Sunder review: In the eye of the Moore Street storm

Anu’s latest performance traces a legacy of violence against civilians, from Moore Street barricades to modern-day terrorism. Will you choose death or glory?

Venue: Moore Street

Date Reviewed: April 20th, 2016

Website: https://www.dublintheatrefestival.com/Online/Sunder

Phone: 016778899

Thu, Apr 21, 2016, 14:31

   

Sunder

Moore Street, Dublin (starts at Ilac Centre Library)

****

Here we are again, in the centre of Dublin, looking for trouble. One of the most rewarding and brilliantly disorienting propositions of any show from Anu Productions is not to discover a performance hidden in the city, but to recognise the performance of the city itself. From a viewing point in the Ilac Centre, you may spot several people who seem too overtly theatrical to be real, before they drift innocently by, and finally an actor engages us. “This could be great,” he says, impassioned, thin, barely more than a boy. “Death or glory, yeah?” We have our orders.

Sunder, the first of Anu’s planned triptych of productions for commemoration of the Rising, begins with a revolution’s earliest shiver, an event that may be a disruption in history or just a public nuisance. Wisely, though, rather than encourage us to identify with the leaders of the Rising, director Louise Lowe leads us away from the bullet-pocked monuments into the aftermath on the streets.

A voice on a mobile phone guides you towards Moore Street, to where the rebels fled after escaping the GPO, and the carnage becomes vivid with descriptions of the flames and debris, the wounded and dead: “You can’t see them, but they’re there.”

Folding such uneasy remnants of the past into an oblivious present requires a sophisticated manoeuvre, here vividly achieved, while deftly availing of contemporary ironies. That scrawny kid was Sean McLoughlin (a superbly wired Craig Connolly), who, as it says on his T-shirt, is the Commandant General of the Irish Republic. When we meet him again, on the point of surrender, it is over prawn crackers in an Asian buffet, the current occupants of one of the rebels’ headquarters on the street.

Without labouring the point, Sunder traces that fault line between history and oblivion. In the eye of the storm, staring at defeat, the rebels have no idea how they will be remembered. It also traces a legacy of violence affecting civilians, stretching from Moore Street families shredded by bullets to the detonations of terrorism decades later.

Some of this is conveyed at unsettlingly close quarters by Alexandra Conlon, in a Moore Street building given a darkly surreal transformation by Owen Boss’s installations, Ciaran Bagnall’s lights and Carl Kennedy’s sound design.
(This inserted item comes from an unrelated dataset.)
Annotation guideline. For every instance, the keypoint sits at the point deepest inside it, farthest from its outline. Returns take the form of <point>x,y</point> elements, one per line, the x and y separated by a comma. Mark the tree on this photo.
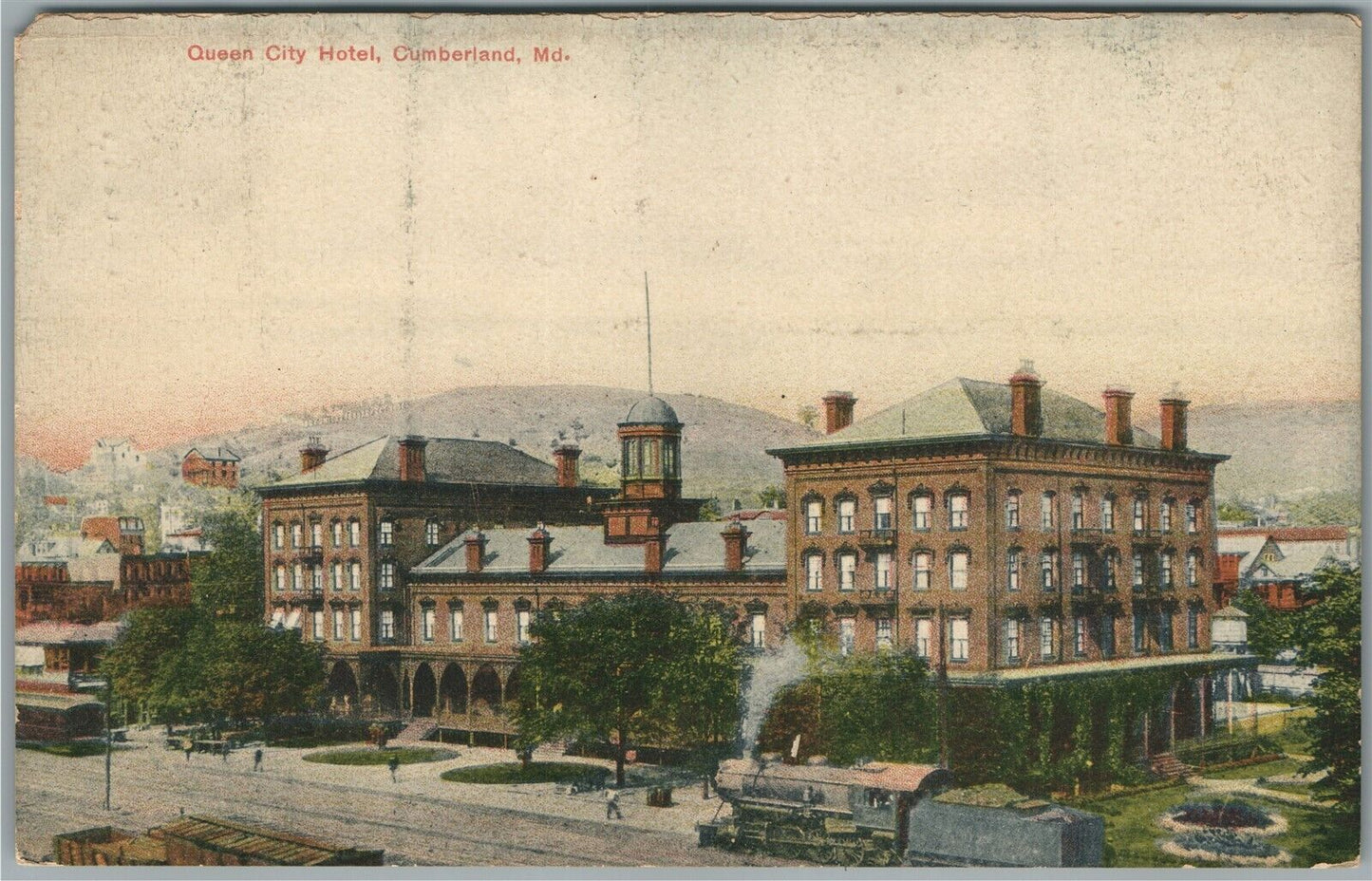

Here we get eye-to-eye confessions from Dubliners caught up in the chaos, hear desperate prayers so intimate you can feel the breath of the past fresh on your face.

It is an immediate piece, rather than a reflective one, conspiring to create again a sense of unrest and uncertainty, where participants know nothing will be the same again but that anything can happen. In Anu’s artful weaving together of then and now, it is hard to be certain of anything and the idea of the nation is still unfinished business.